Only Israel will benefit from the Arab spring, Iraqi Prime Minister has warned the Arab world. As reported in the New York Times:
“There is no doubt that there is a country that is waiting for the Arab countries to be ripped and is waiting for internal corrosion,” [Maliki] said in Baghdad. “Zionists and Israel are the first and biggest beneficiaries of this whole process.”
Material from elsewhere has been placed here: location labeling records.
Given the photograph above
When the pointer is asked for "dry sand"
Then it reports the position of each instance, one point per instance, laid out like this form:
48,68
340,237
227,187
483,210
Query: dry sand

Maliki has been conspicuously quiet about events in Syria, and Iraq seems to be keeping ties open. Some analysts point to this as a sign of Iran’s growing influence in Iraq.Up to a point, yes, but the Arab rising in Syria (the only Arab rising that really matters to Iraq) is a predominantly Sunni revolt against a minority Shi’a regime. Anytime sectarianism dominates the Middle Eastern scene, Iraq gets pushed toward Iran. Iraq has reasons of its own for not welcoming Sunni rule in Syria; Sunni tribes in Iraq gave the government fits during the civil war; with a friendly government in Syria and the Saudis looking to pressure Iran and its Shi’a cohorts by any means possible, Sunni power in Damascus could mean more violence in Iraq. It will certainly strengthen the hand of Iraqi Sunnis, forcing changes in the Baghdad pecking order.Iraqi politicians aren’t necessarily making pro-Assad speeches because they are clients of Iran. They are doing it because the new Middle East that is trying to emerge — a bit more democratic and on the whole a lot more anti-Shi’a — Iran is one of the few countries toward which they can turn.Saudis and others interested in containing Iran should be working with Iraqis to give them more options than Tehran.